Palawan aglutina 1.780 islas de las más de 7.000 que forman parte del archipiélago de Filipinas y es uno de los lugares más protegidos del planeta; sus fondos marinos albergan aún más especies que la Gran Barrera de Coral en Australia.

La espectacularidad de este entorno es un secreto a voces desde hace años; de hecho, el turismo en Filipinas, especialmente en la zona de El Nido, ha experimentado un enorme crecimiento en los últimos años. Es además hot spot para buceadores de todo el mundo y destino ineludible para aquellos que busquen un turismo ecológico, con un respeto a la naturaleza casi reverencial.

Sibila Freijo

La empresa de turismo de aventura Tao Philippines propuso a VIAJAR una travesía de tres días por las islas desiertas que hay entre Corón y El Nido; lo llaman Island Hoping, es decir, ir saltando de isla en isla desierta durante esos tres días. El lema de esta empresa de aventuras lo dice todo: Explorers wanted, y es que aquí se requiere espíritu aventurero y se deja muy claro que no es una experiencia turística al uso y ahí está el quid de la cuestión: cero comodidades, cero lujos y también cero exigencias.

El objetivo es la simplicidad, conectar con nuestro yo más básico (ese que alguna vez tuvimos) y dejar atrás lo accesorio.
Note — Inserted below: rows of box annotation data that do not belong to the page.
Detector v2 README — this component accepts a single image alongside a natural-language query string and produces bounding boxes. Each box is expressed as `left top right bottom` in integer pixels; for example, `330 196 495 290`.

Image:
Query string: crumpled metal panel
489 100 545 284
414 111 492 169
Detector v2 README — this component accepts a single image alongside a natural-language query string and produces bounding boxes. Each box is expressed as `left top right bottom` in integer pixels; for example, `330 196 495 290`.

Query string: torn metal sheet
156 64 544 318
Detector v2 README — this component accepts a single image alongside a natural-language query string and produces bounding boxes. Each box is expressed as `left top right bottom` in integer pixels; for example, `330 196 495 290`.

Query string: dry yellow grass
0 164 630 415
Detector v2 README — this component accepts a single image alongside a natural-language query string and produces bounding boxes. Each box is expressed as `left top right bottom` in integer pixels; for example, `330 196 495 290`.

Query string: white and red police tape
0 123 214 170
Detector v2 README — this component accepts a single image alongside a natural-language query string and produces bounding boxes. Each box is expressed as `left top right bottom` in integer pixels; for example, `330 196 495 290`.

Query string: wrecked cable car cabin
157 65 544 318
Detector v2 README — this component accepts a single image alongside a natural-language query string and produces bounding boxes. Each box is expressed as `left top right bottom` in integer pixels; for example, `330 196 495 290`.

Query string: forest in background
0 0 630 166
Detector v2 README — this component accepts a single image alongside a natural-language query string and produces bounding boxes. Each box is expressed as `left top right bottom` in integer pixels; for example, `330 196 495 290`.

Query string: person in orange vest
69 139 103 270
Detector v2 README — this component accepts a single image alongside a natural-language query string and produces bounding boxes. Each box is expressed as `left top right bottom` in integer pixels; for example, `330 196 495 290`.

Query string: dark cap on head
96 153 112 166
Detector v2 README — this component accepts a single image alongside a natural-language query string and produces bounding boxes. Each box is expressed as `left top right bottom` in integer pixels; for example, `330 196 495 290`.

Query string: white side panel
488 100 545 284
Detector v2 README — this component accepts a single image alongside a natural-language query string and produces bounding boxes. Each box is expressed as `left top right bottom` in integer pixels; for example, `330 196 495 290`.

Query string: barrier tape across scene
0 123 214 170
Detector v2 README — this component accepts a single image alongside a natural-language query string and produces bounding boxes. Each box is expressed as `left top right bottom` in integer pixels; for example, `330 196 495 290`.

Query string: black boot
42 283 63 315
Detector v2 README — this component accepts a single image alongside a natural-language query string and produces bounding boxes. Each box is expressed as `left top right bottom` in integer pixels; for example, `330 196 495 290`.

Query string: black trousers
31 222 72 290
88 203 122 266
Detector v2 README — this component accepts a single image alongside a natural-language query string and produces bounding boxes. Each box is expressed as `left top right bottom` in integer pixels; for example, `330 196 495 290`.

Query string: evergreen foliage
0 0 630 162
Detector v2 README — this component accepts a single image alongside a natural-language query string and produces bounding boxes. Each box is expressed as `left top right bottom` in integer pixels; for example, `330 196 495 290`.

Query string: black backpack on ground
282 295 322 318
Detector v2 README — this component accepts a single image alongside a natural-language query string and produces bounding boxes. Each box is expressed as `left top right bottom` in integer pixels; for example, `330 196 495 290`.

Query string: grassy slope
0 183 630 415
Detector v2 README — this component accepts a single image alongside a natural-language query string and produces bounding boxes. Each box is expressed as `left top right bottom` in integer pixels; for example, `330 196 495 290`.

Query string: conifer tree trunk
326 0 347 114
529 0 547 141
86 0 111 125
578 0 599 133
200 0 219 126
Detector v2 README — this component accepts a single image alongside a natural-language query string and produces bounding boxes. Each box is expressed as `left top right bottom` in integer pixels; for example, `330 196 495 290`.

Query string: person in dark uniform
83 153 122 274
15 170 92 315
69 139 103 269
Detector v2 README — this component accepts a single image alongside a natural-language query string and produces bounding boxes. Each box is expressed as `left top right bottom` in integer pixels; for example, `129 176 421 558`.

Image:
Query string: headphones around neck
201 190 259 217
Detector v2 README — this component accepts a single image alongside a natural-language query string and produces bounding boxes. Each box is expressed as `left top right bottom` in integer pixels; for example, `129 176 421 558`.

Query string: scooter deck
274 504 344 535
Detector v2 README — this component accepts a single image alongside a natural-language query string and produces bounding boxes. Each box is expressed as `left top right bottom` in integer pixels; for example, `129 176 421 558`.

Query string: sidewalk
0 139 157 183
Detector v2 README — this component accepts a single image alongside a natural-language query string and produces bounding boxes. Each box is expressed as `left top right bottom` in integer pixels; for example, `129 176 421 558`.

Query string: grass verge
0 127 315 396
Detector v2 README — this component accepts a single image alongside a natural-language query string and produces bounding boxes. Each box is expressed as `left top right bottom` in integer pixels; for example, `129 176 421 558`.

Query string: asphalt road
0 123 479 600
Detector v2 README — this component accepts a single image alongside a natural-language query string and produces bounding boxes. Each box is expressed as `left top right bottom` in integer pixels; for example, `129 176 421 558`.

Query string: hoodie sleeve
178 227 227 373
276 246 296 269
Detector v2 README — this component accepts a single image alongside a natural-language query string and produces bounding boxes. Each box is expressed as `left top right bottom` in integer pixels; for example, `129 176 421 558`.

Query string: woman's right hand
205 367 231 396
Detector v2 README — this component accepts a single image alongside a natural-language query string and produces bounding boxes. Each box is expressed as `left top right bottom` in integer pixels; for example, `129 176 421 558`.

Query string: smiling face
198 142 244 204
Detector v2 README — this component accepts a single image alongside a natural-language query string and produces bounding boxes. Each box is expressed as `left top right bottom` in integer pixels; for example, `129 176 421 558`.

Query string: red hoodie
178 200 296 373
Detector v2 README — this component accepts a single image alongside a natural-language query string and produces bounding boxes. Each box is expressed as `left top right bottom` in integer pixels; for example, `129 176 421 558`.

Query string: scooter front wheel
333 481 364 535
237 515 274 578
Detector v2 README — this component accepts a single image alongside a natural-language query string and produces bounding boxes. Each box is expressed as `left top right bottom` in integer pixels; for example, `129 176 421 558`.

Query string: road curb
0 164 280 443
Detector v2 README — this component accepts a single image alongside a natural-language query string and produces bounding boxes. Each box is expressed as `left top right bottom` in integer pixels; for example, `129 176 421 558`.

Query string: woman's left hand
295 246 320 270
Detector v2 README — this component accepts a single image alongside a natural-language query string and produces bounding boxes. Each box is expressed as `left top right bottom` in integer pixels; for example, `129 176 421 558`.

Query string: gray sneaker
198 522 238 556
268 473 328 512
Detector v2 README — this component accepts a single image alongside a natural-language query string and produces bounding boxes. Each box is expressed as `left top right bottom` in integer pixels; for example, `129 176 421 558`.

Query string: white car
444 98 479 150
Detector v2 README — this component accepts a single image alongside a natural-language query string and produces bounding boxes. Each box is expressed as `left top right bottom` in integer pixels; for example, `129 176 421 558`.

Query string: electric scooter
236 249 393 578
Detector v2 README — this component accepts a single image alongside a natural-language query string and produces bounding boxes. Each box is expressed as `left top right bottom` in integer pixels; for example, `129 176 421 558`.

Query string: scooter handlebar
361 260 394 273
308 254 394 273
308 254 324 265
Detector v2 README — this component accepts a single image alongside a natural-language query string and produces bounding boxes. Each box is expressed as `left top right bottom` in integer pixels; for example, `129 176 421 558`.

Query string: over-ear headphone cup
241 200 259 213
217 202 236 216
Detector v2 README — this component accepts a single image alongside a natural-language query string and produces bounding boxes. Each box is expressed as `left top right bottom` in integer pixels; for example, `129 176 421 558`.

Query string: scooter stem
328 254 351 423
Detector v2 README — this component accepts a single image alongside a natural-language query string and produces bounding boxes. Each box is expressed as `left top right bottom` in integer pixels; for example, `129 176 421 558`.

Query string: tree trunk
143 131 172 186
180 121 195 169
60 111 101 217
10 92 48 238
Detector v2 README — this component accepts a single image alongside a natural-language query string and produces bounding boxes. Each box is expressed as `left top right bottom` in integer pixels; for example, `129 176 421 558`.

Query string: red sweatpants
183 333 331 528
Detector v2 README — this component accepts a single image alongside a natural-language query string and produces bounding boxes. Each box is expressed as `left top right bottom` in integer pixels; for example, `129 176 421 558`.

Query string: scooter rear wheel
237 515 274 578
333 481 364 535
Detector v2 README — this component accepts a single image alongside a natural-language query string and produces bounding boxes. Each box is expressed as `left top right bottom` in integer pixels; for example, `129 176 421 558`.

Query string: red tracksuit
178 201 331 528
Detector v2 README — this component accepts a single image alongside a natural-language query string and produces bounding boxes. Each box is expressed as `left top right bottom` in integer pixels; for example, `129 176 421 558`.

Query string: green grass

Un día antes de partir llegamos por aire desde Manila a Corón, capital y localidad principal de la isla de Busuanga y uno de los puntos, junto con El Nido, desde donde parten las travesías por barco hacia las islas más remotas. Al llegar a Corón pronto se advierte la herencia hispana y ciertas reminiscencias tropicales que se mezclan con lo asiático, como sucede en todo el país. Locales y turistas se mueven sin prisas en triciclos y tuc-tucs; apenas hay una pequeña calle principal repleta de pequeños colmados y tiendas llenas de artículos de buceo y esnórquel.

RichieChan

También pequeños bares y restaurantes de estilo bohemio y relajado en los que suena música reggae y donde los turistas toman batidos de mango o la cerveza local, la San Miguel. Al caer el sol, la ciudad cobra vida gracias a sus pintorescos y animados restaurantes y churrasquerías, con terrazas y palapas al aire libre en donde disfrutar de la exquisita cocina filipina.

La aventura comienza con una reunión en las oficinas de Tao Philippines. Allí explican lo más importante: hemos venido a olvidarnos de todo y a disfrutar de la aventura, en plena conexión con la naturaleza. Debemos olvidarnos de los móviles e ir ligeros de equipaje, solo con lo imprescindible para la vida a bordo: crema solar, protección anti-mosquitos, unas mudas de ropa y bañadores. Es todo lo que vamos a necesitar para nuestra vida de exploradores.

Viaje de aventura

La carga de baterías de móviles y cámaras de fotos no está garantizada ya que en las remotas islas a las que se dirige la expedición apenas hay electricidad. Allí conozco también a los que serán mis compañeros de expedición, gente procedente de diferentes lugares del mundo: Estados Unidos, Canadá, Polonia, Portugal, España, Gran Bretaña...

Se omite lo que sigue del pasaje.